The larger Pacific striped octopus has a close cousin, the imaginatively-named lesser Pacific striped octopus. These are much more typical. "The male jumps on top of [the female's] mantle, away from her arms," says Ross. "It's an amazingly quick movement, in case she's in a bad mood or something. Then they mate, and he moves away as fast as he can."
When octopuses mate there are 16 arms to keep track of
No one knows why the larger Pacific striped octopus is so much more sociable than other species. Its apparent oddity reminds us that we don't really understand octopus sex in general. Why would such a voracious, antisocial animal mate so intimately?

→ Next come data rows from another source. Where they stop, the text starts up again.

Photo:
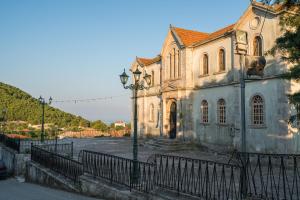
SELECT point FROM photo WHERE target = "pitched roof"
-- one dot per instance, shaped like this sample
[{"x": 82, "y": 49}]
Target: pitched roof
[
  {"x": 189, "y": 37},
  {"x": 148, "y": 61},
  {"x": 216, "y": 34}
]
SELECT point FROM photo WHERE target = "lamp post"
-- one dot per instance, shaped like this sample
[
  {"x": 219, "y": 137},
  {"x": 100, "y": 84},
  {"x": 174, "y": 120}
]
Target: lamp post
[
  {"x": 138, "y": 85},
  {"x": 43, "y": 103},
  {"x": 4, "y": 112}
]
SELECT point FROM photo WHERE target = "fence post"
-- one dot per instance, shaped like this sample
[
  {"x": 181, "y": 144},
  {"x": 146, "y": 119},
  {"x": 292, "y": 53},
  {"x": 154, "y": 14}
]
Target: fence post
[
  {"x": 179, "y": 175},
  {"x": 72, "y": 149},
  {"x": 111, "y": 170},
  {"x": 19, "y": 145},
  {"x": 130, "y": 175}
]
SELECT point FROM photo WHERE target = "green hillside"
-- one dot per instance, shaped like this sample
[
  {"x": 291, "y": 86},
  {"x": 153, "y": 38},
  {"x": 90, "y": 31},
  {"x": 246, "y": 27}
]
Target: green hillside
[{"x": 22, "y": 106}]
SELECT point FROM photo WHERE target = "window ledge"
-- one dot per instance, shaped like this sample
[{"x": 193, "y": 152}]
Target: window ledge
[
  {"x": 219, "y": 72},
  {"x": 219, "y": 124},
  {"x": 204, "y": 124},
  {"x": 203, "y": 75},
  {"x": 167, "y": 80},
  {"x": 258, "y": 126}
]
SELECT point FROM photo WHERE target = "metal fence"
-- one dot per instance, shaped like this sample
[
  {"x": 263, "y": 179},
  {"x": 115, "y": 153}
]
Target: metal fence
[
  {"x": 119, "y": 170},
  {"x": 271, "y": 176},
  {"x": 202, "y": 178},
  {"x": 25, "y": 144},
  {"x": 61, "y": 164},
  {"x": 13, "y": 143},
  {"x": 64, "y": 149}
]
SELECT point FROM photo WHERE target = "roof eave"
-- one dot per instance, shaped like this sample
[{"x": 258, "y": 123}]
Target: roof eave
[
  {"x": 176, "y": 37},
  {"x": 210, "y": 40}
]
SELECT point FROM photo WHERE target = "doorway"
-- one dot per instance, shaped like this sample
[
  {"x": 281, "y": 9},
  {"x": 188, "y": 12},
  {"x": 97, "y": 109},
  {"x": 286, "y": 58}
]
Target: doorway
[{"x": 173, "y": 120}]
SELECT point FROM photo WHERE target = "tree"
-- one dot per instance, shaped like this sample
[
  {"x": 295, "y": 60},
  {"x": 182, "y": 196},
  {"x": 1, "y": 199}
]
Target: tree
[
  {"x": 99, "y": 125},
  {"x": 288, "y": 45}
]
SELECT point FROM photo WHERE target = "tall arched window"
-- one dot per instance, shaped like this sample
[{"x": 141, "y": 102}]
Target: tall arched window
[
  {"x": 221, "y": 111},
  {"x": 151, "y": 112},
  {"x": 174, "y": 63},
  {"x": 257, "y": 107},
  {"x": 178, "y": 60},
  {"x": 170, "y": 65},
  {"x": 205, "y": 64},
  {"x": 152, "y": 78},
  {"x": 221, "y": 60},
  {"x": 257, "y": 46},
  {"x": 204, "y": 111},
  {"x": 298, "y": 115}
]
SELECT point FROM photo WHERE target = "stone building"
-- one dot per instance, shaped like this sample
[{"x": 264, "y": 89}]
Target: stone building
[{"x": 195, "y": 90}]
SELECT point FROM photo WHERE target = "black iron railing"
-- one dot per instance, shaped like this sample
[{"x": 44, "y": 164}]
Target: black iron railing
[
  {"x": 202, "y": 178},
  {"x": 61, "y": 164},
  {"x": 25, "y": 144},
  {"x": 64, "y": 149},
  {"x": 119, "y": 170},
  {"x": 13, "y": 143},
  {"x": 271, "y": 176}
]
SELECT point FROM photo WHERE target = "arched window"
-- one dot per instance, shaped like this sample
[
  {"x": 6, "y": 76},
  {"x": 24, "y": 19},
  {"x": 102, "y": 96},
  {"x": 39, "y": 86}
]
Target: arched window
[
  {"x": 174, "y": 63},
  {"x": 151, "y": 112},
  {"x": 257, "y": 46},
  {"x": 178, "y": 61},
  {"x": 257, "y": 104},
  {"x": 204, "y": 111},
  {"x": 298, "y": 115},
  {"x": 221, "y": 60},
  {"x": 170, "y": 65},
  {"x": 221, "y": 111},
  {"x": 205, "y": 64},
  {"x": 152, "y": 78}
]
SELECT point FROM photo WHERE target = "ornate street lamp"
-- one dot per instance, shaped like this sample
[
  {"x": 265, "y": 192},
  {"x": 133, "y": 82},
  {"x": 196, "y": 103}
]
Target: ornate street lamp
[
  {"x": 43, "y": 103},
  {"x": 138, "y": 85}
]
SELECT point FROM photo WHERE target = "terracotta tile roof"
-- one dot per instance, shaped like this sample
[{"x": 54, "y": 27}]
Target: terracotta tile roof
[
  {"x": 148, "y": 61},
  {"x": 189, "y": 37}
]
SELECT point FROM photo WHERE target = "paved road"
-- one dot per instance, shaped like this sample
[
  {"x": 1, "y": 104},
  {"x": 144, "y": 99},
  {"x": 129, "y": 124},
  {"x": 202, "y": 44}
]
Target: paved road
[{"x": 11, "y": 189}]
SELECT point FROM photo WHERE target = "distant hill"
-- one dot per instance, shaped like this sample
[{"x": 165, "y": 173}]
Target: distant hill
[{"x": 22, "y": 106}]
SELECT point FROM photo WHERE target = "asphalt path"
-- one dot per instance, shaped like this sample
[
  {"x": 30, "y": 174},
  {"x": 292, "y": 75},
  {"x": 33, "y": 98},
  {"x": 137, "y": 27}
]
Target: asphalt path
[{"x": 11, "y": 189}]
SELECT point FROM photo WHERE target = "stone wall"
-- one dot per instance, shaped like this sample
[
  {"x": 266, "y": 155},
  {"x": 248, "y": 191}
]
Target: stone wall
[
  {"x": 15, "y": 162},
  {"x": 87, "y": 185}
]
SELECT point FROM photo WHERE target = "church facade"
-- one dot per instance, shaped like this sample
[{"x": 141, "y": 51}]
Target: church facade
[{"x": 195, "y": 92}]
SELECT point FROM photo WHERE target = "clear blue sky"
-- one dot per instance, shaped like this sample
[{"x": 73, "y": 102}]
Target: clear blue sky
[{"x": 77, "y": 48}]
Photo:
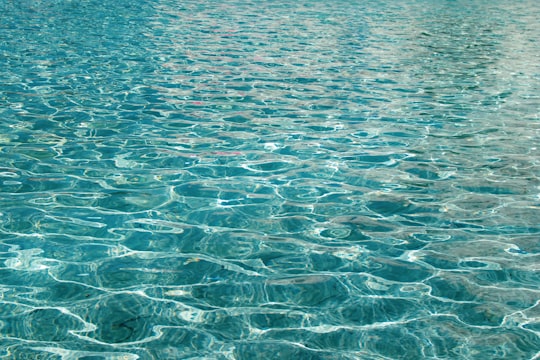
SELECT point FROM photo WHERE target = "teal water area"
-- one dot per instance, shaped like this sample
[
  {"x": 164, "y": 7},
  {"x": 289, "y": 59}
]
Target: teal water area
[{"x": 269, "y": 179}]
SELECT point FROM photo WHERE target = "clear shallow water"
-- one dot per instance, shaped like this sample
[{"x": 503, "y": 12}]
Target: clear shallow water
[{"x": 275, "y": 180}]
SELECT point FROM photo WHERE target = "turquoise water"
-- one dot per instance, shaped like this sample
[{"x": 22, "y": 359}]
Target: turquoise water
[{"x": 269, "y": 180}]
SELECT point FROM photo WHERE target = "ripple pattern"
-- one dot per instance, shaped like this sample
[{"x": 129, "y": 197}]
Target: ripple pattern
[{"x": 269, "y": 180}]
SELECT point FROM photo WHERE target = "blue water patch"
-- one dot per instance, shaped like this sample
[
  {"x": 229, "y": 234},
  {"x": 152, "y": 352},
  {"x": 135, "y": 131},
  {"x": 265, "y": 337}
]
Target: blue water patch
[{"x": 269, "y": 180}]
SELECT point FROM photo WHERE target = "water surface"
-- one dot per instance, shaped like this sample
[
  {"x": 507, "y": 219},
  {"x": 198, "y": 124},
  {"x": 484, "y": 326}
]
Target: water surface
[{"x": 269, "y": 180}]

Perhaps, despite the scale of the sexual cannibalism, few enough males meet their doom at their mates' hands, er, arms - and enough of them manage to pass on sperm. If that's the case, there might not be much evolutionary pressure on the males to evolve a safer way to mate.
"No one's really worked all of this out," says Mather. That may be in part because only a handful of species have been studied so far. "We have a vague understanding of mating in about a dozen shallow-water octopuses," Huffard says. "That leaves over 275 shallow-water species to go, and all of the deep-water species." Those deep-water octopuses might hold evolutionary clues to what early octopus sex looked like.
It may be some time before we truly understand why octopuses have sex the way they do. Part of the problem is that they are extraordinarily difficult to study. There are the obvious problems that they live underwater and are masters of camouflage. But even more challenging, when octopuses do get together there are 16 arms to keep track of. "It's really difficult to see what's going on," says Ross.